ANY information would be helpful!
Thanks.


----------



## ForPits&Giggles (Oct 21, 2008)

Dont know too much about it, I have seen it on the inside of the thigh it was the owners initals. Thats all I know about it. I dont agree with it.


----------



## Sadie (Jun 18, 2008)

Interseting I didn't even know they did that is it strictly for show purposes? I would be curious to hear more about it.


----------



## pitbullgirl22 (Jul 27, 2008)

I've seen a tattoo i.d. on a dog but it was a hound and it was on the inside of the ear. I don't see what the difference would be between tattoo and a micro chip though.


----------



## BedlamBully (Jun 6, 2008)

I know on the paperwork there are spots to fill in the Tattoo #. I like the idea of it more than a microchip. My friends pit's chip accidently got registered to some Jack Russel in another state, hardly anyone changes microchip information either. My big guy Tank's chip still goes back to my friends and I've had him for five years, and I can't get it changed.
I like that tattoo # goes with the dog ON the paperwork, but I would like to know more information on wether or not its worth it.


----------



## pitbullgirl22 (Jul 27, 2008)

I would think it's worth it if that's what you want to do. And you are right about not being able to change the info on a chip so I guess what would be the point if you ever lost him and the info is wrong. The tattoo # is on your papers. I asked a friend a min ago and she said that a vet is suppose to be able to do the tattoo. But like with ear cropping not all vets do it.


----------



## LiiL_L0cz_Red_N0se (Sep 15, 2008)

in Ca its pretty common. alot of people tattoo and chip their pitbulls because we have so much theft out here for this breed. i live in the bay area, and i would say 3 out of five owners have their pits tattooed and chipped. i am still thinking about it for kenya. most vets do not put the dogs asleep during the procedure if they are under a year, but if i do get kenya tattooed i would like to find a vet that will put her asleep. i def wouldnt want to be the guy tattooing a pitbull when its still awake. like FORPITS&GIGGLES mentioned i have seen intiails but mainly on "thug" owners. most registered dogs have a number, and i belive the reg. assigns u a number. in the ear if they are not cropped or on the thigh (closer to the belly so its not visible at shows) if the ears are cropped.

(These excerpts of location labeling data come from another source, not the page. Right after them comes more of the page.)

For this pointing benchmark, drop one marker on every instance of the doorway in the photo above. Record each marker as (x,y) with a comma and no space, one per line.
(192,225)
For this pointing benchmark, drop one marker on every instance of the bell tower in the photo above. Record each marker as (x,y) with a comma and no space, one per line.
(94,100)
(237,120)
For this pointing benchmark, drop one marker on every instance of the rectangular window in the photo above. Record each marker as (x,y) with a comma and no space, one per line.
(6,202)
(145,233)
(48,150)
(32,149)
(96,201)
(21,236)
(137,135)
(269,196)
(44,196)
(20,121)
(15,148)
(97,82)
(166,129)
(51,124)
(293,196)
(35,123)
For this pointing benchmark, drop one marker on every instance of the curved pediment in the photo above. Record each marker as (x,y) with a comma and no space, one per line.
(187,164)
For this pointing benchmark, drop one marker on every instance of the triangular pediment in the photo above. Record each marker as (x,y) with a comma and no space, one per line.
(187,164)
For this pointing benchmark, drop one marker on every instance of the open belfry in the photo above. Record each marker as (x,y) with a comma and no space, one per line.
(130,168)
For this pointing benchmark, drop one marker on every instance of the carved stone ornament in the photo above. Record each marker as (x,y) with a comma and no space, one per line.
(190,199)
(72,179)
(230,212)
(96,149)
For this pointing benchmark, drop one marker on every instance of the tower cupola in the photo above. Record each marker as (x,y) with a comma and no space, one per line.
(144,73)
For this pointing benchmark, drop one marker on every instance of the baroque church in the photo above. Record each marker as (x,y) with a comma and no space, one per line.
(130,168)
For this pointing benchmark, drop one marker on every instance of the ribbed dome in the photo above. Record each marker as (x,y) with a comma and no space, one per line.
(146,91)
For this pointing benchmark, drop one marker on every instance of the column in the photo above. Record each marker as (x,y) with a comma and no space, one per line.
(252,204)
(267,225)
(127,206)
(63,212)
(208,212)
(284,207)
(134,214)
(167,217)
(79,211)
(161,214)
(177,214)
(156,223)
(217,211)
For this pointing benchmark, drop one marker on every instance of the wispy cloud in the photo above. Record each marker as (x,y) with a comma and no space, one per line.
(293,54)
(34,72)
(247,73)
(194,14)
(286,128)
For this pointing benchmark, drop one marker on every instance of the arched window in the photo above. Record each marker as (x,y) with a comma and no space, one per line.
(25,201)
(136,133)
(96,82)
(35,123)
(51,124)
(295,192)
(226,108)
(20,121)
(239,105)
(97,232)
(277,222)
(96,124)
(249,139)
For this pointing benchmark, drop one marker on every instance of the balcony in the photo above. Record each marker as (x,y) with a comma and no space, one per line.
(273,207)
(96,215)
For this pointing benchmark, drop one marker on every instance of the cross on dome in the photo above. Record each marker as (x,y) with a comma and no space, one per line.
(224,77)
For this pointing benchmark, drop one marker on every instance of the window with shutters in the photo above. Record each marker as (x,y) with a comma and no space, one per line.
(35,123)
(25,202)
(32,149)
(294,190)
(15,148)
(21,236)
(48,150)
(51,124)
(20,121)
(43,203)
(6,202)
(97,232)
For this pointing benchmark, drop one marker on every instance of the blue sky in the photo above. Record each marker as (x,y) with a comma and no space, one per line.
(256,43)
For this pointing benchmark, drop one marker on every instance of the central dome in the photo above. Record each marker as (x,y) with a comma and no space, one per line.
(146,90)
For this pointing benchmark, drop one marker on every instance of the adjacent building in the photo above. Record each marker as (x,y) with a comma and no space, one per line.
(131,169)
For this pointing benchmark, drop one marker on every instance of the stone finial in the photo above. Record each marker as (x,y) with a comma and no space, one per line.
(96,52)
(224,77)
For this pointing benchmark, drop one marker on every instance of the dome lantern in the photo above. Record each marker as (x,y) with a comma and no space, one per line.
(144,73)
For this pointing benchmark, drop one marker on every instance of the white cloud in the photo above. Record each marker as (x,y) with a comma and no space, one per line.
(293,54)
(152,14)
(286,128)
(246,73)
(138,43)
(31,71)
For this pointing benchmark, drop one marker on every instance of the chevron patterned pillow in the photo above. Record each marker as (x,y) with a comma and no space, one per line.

i think u should do it BedlamBully... more info and protection for ur pooches the better


----------



## bahamutt99 (May 14, 2008)

Loki has a tattoo on her leg. They were offering it at the health clinic where she got her OFA stuff done. I know some tattoo artists will do it if you agree to muzzle and sedate. And there are also people who just do tattoos for dogs specifically. If you go to the NDR website, they might be able to help you find a tattooer. You can pick your own number, or I think you can have one generated for you. Some people tattoo the dog's registration number. And inside the thigh seems to be the most common spot for tattoos nowadays.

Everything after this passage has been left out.